Project Page | Explorer 🔎 | Leaderboard 🚀

Holmes 🔎 is benchmark dedicated to asses the linguistic competence of language models and features:

Comprehensive analysis of 66 linguistic phenomena covering morphology, syntax, semantics, reasoning, and discourse abilities based on over 200 datasets.
Benchmark evaluations of 59 language models. Dive into the insights via Holmes Leaderboard 🚀 and Holmes Explorer 🔎.
Source code for evaluating new language models using the comprehensive Holmes 🔎 or the streamlined FlashHolmes ⚡.

Missing a specific language model? Either email us or evaluate it yourself. 👇

🔎 How does it work?

🔎️ Setting up the environment

To evaluate your chosen language model using the Holmes 🔎 or FlashHolmes ⚡ benchmarks, please ensure your setup meets the following requirements:

Python version 3.10.
Install all necessary packages using pip install -r requirements.txt`.
If you want to load language models with four_bit, install bitsandbytes. If you have trouble installing it, use the version 0.42.0 and verify the installation with python3 -m bitsandbytes.

🔎 Getting the data

Don't worry about parsing linguistic corpora and composing probing datasets: we already did that. Find the download instructions for Holmes 🔎 (here) and for FlashHolmes ⚡ (here).

🔎 Investigate your language model using one command

For ease of use, you can evaluate a language model with no more than on command like:

The investigation script (src/investigate.py) requires the following essential commands:

--model_name is the huggingface tag of the model to investigate, for example facebook/bart-base.
--version is the specific benchmark version on which to evaluate. This corresponds to the data folder, either (holmes) for Holmes 🔎 or (flash-holmes) for FlashHolmes ⚡.
--parallel_probing add this flag parameter if you are in a hurry and want to parallelize stuff.
--cuda_visible_devices specifies the GPU devices to use, for example, with 0,1 the evaluation will us GPU 0 and 1.

Additional parameters you may need.
--dump_folder (default ./dumps) is the folder used to save the encoded probing datasets.
--force_encoding add this flag parameter if you want to replace the dumped encodings of the probing dataset. Otherwise, we skip probing datasets when they are already encoded.
--model_precision (default full) specifies the precision to use when loading the language model, either full, half, or four_bit. Make sure to install bitsandbytes when you want to use four_bit.
--encoding_batch_size (default 10) is the batch size when we encode the probing datasets. Lower this if you encounter out-of-memory errors on the GPU.
--in_filter (default `) defines a string filter to only consider probing datasets matching this filter. For example, when setting torst, we only consider probing datasets likerst-edu-depth`.
--control_task_types (default none) whether to apply specific control tasks (Hewitt et al., 2019: none no control task is applied, perm input words will be shuffled randomly, rand-weights run the probes with random language model weights, and randomization run the probes with randomized labels.
--run_probe (default True) run the default linear probe.
--run_mdl_probe (default False) run the probe including minimal description length as in Voita and Titov, 2020
--num_hidden_layers (default 0) hidden layers to consider within the probe. For example, with 0,1, we evaluate the probes once with none (linear model) and once with one intermediate layer (MLP).
--seeds (default 0,1,2,3,4) seeds to consider when probing. With 0,1,2,3,4, we run every probe five-time using these seeds.
--results_folder (default ./results) is the folder to save the probing results.
--force_probing add this flag parameter if you want to re-probe and replace already evaluated probing datasets. Otherwise, we skip already probed datasets.
--dump_preds use this flag parameter when you want to dump instance-level predictions for every probe for all probing datasets.
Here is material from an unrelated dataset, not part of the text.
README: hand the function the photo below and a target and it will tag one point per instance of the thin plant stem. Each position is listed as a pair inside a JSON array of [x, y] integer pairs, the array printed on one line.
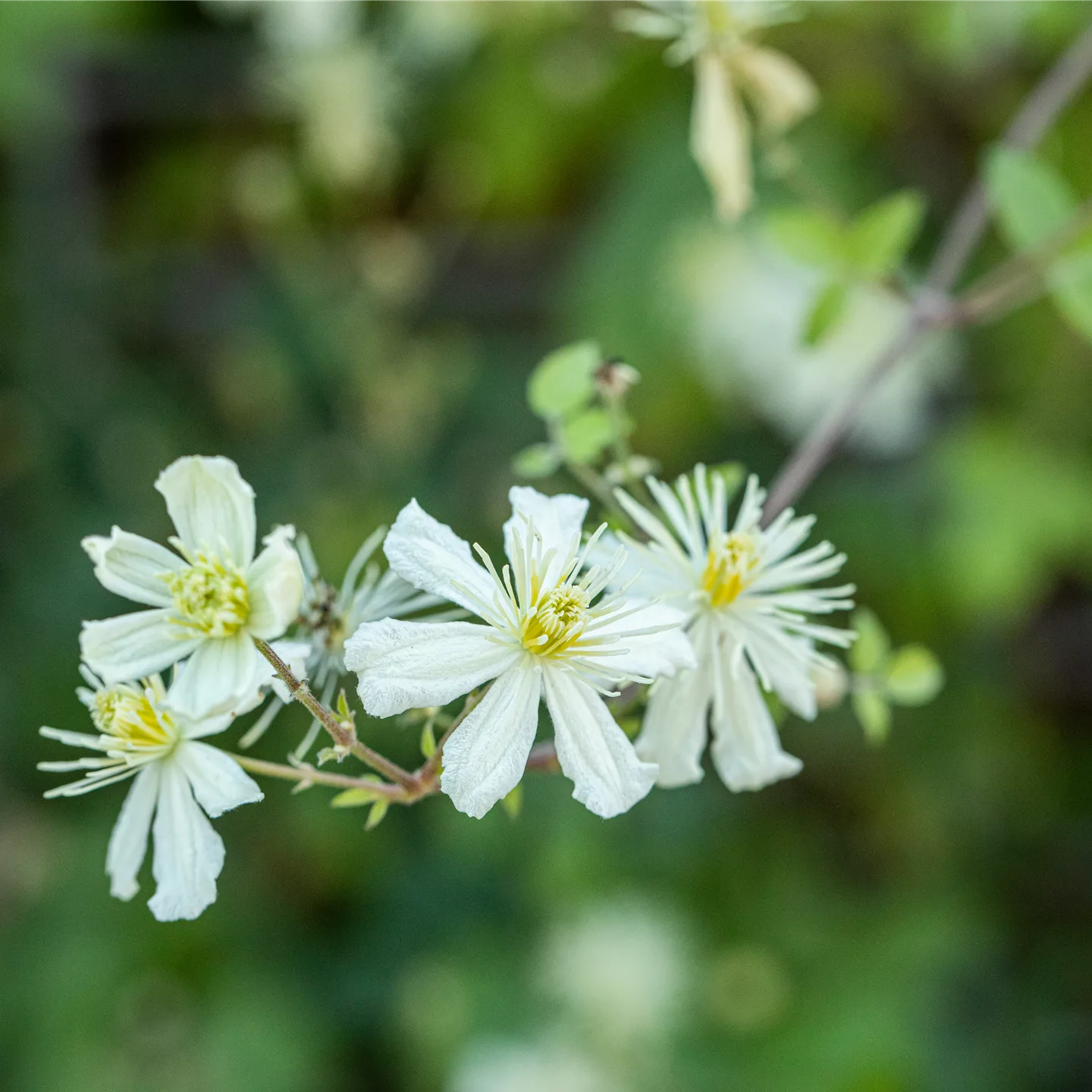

After running all probes an evaluations, you will find the aggregated results in the results folder. Either in results_holmes.csv for Holmes 🔎 or results_flash-holmes.csv for FlashHolmes ⚡.

🔎Disclaimer

We provide datasets in a specific format without endorsing their quality, fairness, or confirming your licensing rights. Users must verify their permissions under the dataset's license and properly credit the dataset owner.
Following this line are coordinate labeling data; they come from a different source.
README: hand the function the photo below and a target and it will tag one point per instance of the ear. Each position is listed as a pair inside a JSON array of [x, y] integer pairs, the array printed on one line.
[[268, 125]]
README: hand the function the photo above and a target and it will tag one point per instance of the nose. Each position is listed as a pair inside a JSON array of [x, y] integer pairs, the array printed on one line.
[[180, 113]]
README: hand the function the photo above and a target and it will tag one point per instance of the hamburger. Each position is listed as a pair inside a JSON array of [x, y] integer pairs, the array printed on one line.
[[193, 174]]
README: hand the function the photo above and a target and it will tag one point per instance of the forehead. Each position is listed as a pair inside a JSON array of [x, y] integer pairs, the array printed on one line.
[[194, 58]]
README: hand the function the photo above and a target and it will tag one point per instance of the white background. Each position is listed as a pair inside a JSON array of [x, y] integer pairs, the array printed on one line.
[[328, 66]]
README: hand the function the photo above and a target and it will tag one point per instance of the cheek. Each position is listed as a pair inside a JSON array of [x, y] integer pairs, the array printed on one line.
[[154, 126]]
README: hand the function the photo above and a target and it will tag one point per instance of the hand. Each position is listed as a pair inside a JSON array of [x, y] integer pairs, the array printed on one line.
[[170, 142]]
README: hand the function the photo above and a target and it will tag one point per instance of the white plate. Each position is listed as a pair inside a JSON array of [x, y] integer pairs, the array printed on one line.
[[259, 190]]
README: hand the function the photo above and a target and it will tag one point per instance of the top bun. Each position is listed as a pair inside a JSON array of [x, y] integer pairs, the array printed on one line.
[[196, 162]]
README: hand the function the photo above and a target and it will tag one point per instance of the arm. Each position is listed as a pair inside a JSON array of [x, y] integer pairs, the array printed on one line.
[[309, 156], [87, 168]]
If you own a dataset and want to update or remove it from our library, please contact us. Additionally, if you wish to include your dataset or model for evaluation, feel free contact as well!

References

Hewitt, J., & Liang, P. (2019, November). Designing and Interpreting Probes with Control Tasks. In Proceedings of the 2019 Conference on Empirical Methods in Natural Language Processing and the 9th International Joint Conference on Natural Language Processing (EMNLP-IJCNLP) (pp. 2733-2743).

Voita, E., & Titov, I. (2020). Information-theoretic probing with minimum description length. In EMNLP 2020-2020 Conference on Empirical Methods in Natural Language Processing, Proceedings of the Conference (pp. 183-196).